Judith Kipper, director of the Middle East Forum at the Council on Foreign Relations, said Sharon has handled the criticism of his controversial plan properly and also expects a receptive crowd at the AIPAC conference.

"AIPAC is a large group that only comes together once a year -- they are likely to be supportive. Prime Minister Sharon comes from a democracy and we are a democracy -- he took it (the heckling) well," said Kipper.

"He is doing a difficult thing," she said. "It is a tough time for Israel moving Israeli's from settlements and he needs American support and understanding. He has taken the time to come across the world, obviously in a posture to seek the support of the Jewish community and organizations like AIPAC."

AIPAC has recently been under controversy as two high-ranking officials, former research director Steve Rosen and Iran analyst Keith Weissman, face the possibility of indictment for allegedly receiving classified information about attacks against U.S. forces in Iraq from Lawrence Franklin, a Pentagon analyst.

Sidney Blumenthal, a former top adviser to President Clinton, said that while it is an important speech, Sharon's imperatives go far beyond AIPAC. "The problem with AIPAC is its most influential (former figure) may face indictment.
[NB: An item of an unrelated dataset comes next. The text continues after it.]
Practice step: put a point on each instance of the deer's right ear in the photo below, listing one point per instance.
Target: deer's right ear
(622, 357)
Rosen has quit, but it is under something of a cloud," said Blumenthal.

Blumenthal said the Gaza-withdrawal issue is becoming increasingly important among Jewish groups around the world. "The withdrawal from Gaza creates schisms in Israel and the American community and potentially among supporters of Israel of all kinds," he said. "Right-wing supporters are split on whether they support Sharon or the settlers."

Christopher Preble, director of foreign policy studies at the Cato Institute, said he expects Sharon's stance on the Gaza withdrawal will be met with some skepticism by AIPAC. "It will probably be as divided as much as Israel society is right now," said Preble. "It is important for Americans to recognize that Israeli society is bitterly divided over the withdrawal plan."
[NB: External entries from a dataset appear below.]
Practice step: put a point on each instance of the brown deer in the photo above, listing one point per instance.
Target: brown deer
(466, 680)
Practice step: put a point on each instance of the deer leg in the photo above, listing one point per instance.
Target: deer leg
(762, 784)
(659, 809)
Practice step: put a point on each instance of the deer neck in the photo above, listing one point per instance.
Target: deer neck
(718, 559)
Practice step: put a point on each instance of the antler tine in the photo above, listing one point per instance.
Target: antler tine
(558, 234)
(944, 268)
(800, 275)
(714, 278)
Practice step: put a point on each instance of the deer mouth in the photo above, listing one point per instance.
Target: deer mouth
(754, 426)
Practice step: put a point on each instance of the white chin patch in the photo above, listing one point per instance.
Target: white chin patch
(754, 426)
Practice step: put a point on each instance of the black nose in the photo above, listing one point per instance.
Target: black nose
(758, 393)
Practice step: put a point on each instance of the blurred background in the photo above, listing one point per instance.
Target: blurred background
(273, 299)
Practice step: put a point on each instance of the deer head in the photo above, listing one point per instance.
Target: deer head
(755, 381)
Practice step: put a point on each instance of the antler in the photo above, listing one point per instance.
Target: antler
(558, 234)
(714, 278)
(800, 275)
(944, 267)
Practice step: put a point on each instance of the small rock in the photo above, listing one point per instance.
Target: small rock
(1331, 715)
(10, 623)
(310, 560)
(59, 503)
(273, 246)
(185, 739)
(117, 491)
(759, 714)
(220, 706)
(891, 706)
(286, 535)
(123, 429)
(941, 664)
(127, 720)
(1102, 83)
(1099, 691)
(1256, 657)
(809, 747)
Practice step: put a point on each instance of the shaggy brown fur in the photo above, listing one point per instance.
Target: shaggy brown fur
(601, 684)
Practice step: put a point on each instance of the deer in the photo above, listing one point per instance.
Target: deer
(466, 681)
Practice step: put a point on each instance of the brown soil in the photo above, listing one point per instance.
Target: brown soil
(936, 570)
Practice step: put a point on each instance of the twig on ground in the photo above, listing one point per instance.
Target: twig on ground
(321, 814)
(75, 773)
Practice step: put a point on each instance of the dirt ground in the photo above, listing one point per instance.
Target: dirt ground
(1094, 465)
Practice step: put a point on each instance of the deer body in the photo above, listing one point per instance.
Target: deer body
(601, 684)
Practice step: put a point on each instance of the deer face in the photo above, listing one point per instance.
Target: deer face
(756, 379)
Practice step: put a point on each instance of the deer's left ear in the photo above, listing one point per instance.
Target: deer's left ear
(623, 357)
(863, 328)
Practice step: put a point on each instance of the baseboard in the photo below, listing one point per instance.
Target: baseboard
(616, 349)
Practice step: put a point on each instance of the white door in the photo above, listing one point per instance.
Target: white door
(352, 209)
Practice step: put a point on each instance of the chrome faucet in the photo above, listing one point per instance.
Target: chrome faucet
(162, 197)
Sharon's speech is to follow one by Sen. Hillary Clinton, D-N.Y. The annual meeting features more than 4,000 pro-Israeli activists from all 50 states and speeches from leadership in both houses of Congress. More than a dozen forums will be held to discuss matters such as Iran's nuclear capabilities, the struggle with Islam and whether or not the Palestinians are ready for a state.

"One of Sharon's major purposes is that he wants to jointly consolidate support with the Jewish community, Congress and the administration," said Ben-Meir. "He knows he has problems with some, but he wants to have support from the most important segments of the population."

Blumenthal said the Gaza withdrawal was just heating up. "This issue will become more prominent and divisive not only in Israel but here in the United States as the date for withdrawal approaches," he said."